NEW YORK-Asia Cellular Satellite System, Jakarta, Indonesia, announced the commercial debut Sept. 27 of its dual-mode satellite and GSM 900 voice, fax, Internet, paging and data communications.

The carrier said it is marketing the service under the brand name BYRU, a derivation of the Indonesian word for blue, because the color symbolizes the universe.

In the ACeS universe, a geosynchronous satellite, the Garuda-1, will permit communications in an area bounded by Japan and China in the north, Indonesia in the south, Pakistan and India in the west and the Philippines and Papua New Guinea in the east. The satellite’s antenna can direct traffic to the ground station that can handle it most efficiently.

The carrier said the BYRU service would begin immediately in eight countries, but it did not identify them in its announcement.

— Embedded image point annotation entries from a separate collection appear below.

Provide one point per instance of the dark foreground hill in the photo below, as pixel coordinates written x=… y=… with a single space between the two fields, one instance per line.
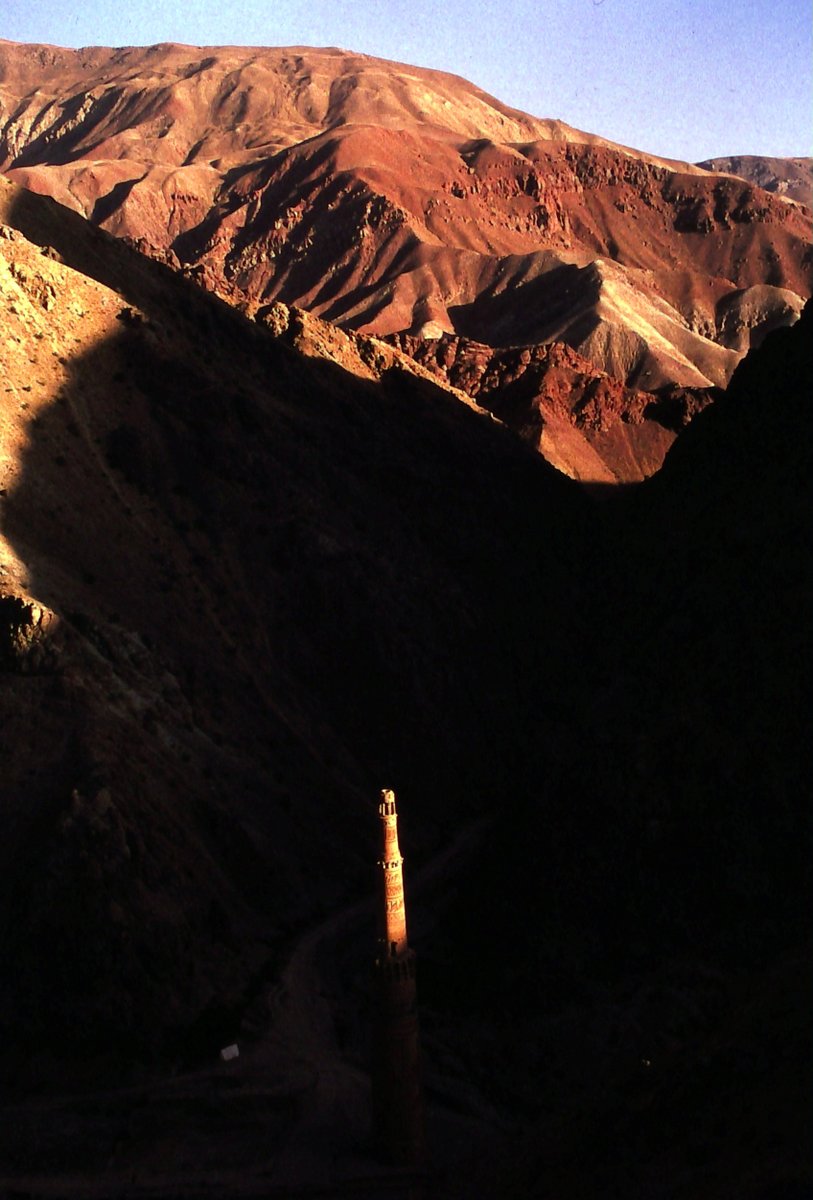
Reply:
x=252 y=571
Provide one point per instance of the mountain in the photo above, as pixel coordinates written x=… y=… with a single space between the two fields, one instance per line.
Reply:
x=390 y=198
x=790 y=178
x=254 y=567
x=232 y=570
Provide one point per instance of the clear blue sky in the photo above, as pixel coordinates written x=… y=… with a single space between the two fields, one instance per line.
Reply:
x=682 y=78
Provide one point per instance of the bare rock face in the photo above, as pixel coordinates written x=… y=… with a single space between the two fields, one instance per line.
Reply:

The Philippines will be ready in October and Taiwan by January.

Negotiations are under way for service provision in other Asian countries, including China, the largest potential single market in the region.

As of Sept. 27, ACeS said it also had signed roaming agreements with GSM operators in 27 countries.

“The launch of ACeS provides the Asia-Pacific region with the reality of a single, fully integrated communications system in locations previously overlooked,” said Adi Rahman Adiwosco, chief executive officer both of Asia Cellular Satellite System and its largest stakeholder, Pasifik Satelit Nusantara.

Other principal stakeholders in the ACeS partnership are Lockheed Martin Global Telecommunications, the Philippine Long Distance Telephone Co. and Jasmine International of Thailand.

L.M. Ericsson is supplying the network operator with its dual-mode R-190 phone, which is small enough to fit inside a shirt pocket. The suggested retail price for each phone is $1,000.

Airtime charges will be between 35 cents and 75 cents a minute. Customers will have the option to buy the service on a prepaid and postpaid basis.